Roto-Rooter snaps up two franchises for $20.6 million
The Roto-Rooter corporate entity has been acquiring franchises to “boost productivity, market share, and profitability”
Image: Roto-Rooter
Roto-Rooter has purchased the territory and assets of two of its franchises, the company announced in April — one in San Francisco, California, and one in Fort Worth, Texas.
What’s happening: The Roto-Rooter corporate entity has been acquiring franchises to “boost productivity, market share, and profitability,” according to a statement.

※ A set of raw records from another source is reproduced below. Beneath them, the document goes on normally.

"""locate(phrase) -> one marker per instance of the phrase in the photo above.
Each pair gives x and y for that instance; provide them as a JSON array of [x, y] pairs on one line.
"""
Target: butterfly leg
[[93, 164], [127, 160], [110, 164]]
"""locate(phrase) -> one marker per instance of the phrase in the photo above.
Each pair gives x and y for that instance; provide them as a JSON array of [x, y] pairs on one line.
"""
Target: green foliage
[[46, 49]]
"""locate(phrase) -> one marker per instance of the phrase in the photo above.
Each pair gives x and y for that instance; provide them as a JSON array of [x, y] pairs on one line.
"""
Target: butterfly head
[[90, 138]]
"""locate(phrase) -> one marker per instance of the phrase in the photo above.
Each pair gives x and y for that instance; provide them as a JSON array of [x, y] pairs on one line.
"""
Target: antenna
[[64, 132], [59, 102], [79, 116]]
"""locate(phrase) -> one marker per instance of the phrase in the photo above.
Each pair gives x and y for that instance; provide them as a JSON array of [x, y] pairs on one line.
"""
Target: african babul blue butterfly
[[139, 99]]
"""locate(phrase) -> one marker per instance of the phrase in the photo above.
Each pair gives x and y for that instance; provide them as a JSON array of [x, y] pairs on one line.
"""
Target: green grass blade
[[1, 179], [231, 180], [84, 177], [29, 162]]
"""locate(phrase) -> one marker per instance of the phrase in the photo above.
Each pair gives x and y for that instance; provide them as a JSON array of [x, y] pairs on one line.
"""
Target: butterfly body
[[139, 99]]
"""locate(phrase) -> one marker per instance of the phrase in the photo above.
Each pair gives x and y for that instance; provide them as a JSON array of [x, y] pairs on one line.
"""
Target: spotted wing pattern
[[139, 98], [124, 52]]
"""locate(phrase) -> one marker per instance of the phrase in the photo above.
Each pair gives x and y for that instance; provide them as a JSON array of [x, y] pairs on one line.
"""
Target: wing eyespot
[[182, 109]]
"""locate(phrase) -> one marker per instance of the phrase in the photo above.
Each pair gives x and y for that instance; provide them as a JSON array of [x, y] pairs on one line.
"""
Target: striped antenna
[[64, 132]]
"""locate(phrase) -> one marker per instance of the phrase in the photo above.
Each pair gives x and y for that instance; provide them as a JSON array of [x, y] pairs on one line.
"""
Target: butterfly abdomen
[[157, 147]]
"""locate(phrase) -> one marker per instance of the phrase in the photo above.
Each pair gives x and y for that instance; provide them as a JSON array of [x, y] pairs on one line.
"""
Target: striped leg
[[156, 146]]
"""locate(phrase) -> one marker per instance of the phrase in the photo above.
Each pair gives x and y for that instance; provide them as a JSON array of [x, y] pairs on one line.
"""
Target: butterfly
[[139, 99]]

The two deals totaled roughly $20.6 million, with the territories covering a combined population of around 3.3 million.
- What they’re saying: The Fort Worth franchise will be a tuck-in to the company’s corporate-owned Dallas branch, and the San Francisco location will be a tuck-in to the corporate-owned East Bay branch, “which is essentially all of the territory around San Francisco,” Michael Witzeman, CFO of Roto-Rooter parent Chemed, told Homepros.
The big picture: While Roto-Rooter once consisted entirely of franchises, the company stopped selling them about a decade ago, Witzeman said.
- “Since we’ve owned Roto [since the early 80s], we’ve bought back 51 of the largest territories in the country, and then 71 franchises in middle-market cities like Savannah, Georgia, [and] Louisville, Kentucky,” he noted. “And we definitely are interested in acquiring, particularly some of the larger ones that we still don’t own.”
- There are about 435 franchises spread across the country. “Over 90 percent of the U.S. population has access to Roto-Rooter services,” Witzeman said.